Six Sigma was once a quality-improvement methodology, but now it’s a general-purpose approach to minimizing mistakes and maximizing value: How many products can you produce, how many services can you deliver, how many transactions can you complete to an expected level of quality in the least possible amount of time at the lowest possible cost?

Six Sigma takes effort and discipline and requires you to go through the pain of change. But soon the pain is transformed into improved performance, happier customers, lower costs, and more success.

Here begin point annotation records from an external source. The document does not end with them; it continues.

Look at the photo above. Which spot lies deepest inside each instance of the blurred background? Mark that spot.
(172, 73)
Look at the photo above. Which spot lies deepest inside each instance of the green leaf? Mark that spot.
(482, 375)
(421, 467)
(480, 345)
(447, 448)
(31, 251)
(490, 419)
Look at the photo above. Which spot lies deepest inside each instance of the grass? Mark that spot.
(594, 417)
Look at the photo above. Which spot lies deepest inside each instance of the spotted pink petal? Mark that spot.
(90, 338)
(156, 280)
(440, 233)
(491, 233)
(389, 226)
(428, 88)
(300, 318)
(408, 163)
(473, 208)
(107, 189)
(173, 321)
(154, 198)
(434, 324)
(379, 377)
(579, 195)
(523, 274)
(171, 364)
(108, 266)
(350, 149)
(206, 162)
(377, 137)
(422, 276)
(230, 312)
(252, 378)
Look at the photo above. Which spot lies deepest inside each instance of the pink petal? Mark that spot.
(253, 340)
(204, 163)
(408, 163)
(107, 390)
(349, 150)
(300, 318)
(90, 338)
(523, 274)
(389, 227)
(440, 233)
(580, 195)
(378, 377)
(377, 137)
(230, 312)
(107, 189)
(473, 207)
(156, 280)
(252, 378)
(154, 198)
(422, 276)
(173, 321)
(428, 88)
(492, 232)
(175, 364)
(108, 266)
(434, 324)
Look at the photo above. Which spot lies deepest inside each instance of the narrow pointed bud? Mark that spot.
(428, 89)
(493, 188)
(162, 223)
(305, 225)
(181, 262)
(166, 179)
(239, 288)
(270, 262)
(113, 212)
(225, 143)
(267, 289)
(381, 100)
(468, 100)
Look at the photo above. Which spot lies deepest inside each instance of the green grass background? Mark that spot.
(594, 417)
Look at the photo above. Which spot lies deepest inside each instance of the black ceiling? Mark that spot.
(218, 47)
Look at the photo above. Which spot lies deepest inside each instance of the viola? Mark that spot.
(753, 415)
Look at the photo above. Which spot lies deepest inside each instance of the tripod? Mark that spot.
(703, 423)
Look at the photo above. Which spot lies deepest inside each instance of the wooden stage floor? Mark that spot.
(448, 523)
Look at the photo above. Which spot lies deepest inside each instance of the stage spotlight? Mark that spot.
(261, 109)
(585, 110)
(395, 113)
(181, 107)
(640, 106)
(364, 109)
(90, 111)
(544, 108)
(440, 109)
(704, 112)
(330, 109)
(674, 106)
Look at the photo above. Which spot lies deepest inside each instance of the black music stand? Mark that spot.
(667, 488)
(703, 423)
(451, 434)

The managerial perspective of Six Sigma

While Six Sigma has its many definitions, Six Sigma action occurs on two different levels: the managerial and the technical. At the managerial level, a Six Sigma initiative includes many units, people, technologies, projects, schedules, and details to be managed and coordinated. There are also many plans to develop, actions to take, and specialized work to complete. For all of this to work in concert, and for the technical elements of Six Sigma to be effective, you have to set the proper management orientation.

From a management standpoint, Six Sigma culminates in the predictability and control of performance in a business or a business process, by applying the methods of science to the domain of leadership.

Early in the twentieth century, Henry Ford applied the principles of science to the production of cars. By following set processes and by optimizing repeatable processes, Ford and others made goods that displayed little variation in their final states and could be mass-produced without requiring extensive education and years of finely honed skills among the assembly-line staff. We have witnessed how the achievements of machinery, technique, process, and specialization of labor collectively enable the explosion of mass-production and the consumer society. Science dictates how all the parts, materials, machines, and people on the assembly line interact to turn out many “widgets” at the highest possible speed and the lowest possible cost.

Managerially speaking, the goal of Six Sigma is to inject similar control, predictability, and consistency of results into the production of a successful organization, such that the widget comes off the production line absolutely consistently.

Countless times every day in the United States, people open a water faucet and experience the flow of clean, clear water. The reason is because reliable purification systems treat the water and pressure systems ensure the water is there. This is what Six Sigma does; it treats the processes in a business so that they deliver their intended results reliably and consistently.

The methodology of Six Sigma was first applied in a manufacturing company, but it also works in service and transactional companies (like banks and hospitals), where it has been implemented many times with great success. Six Sigma dramatically improves the way any process works — whether that process is in the chemical industry, the oil industry, the service industry, the entertainment industry, or anything else.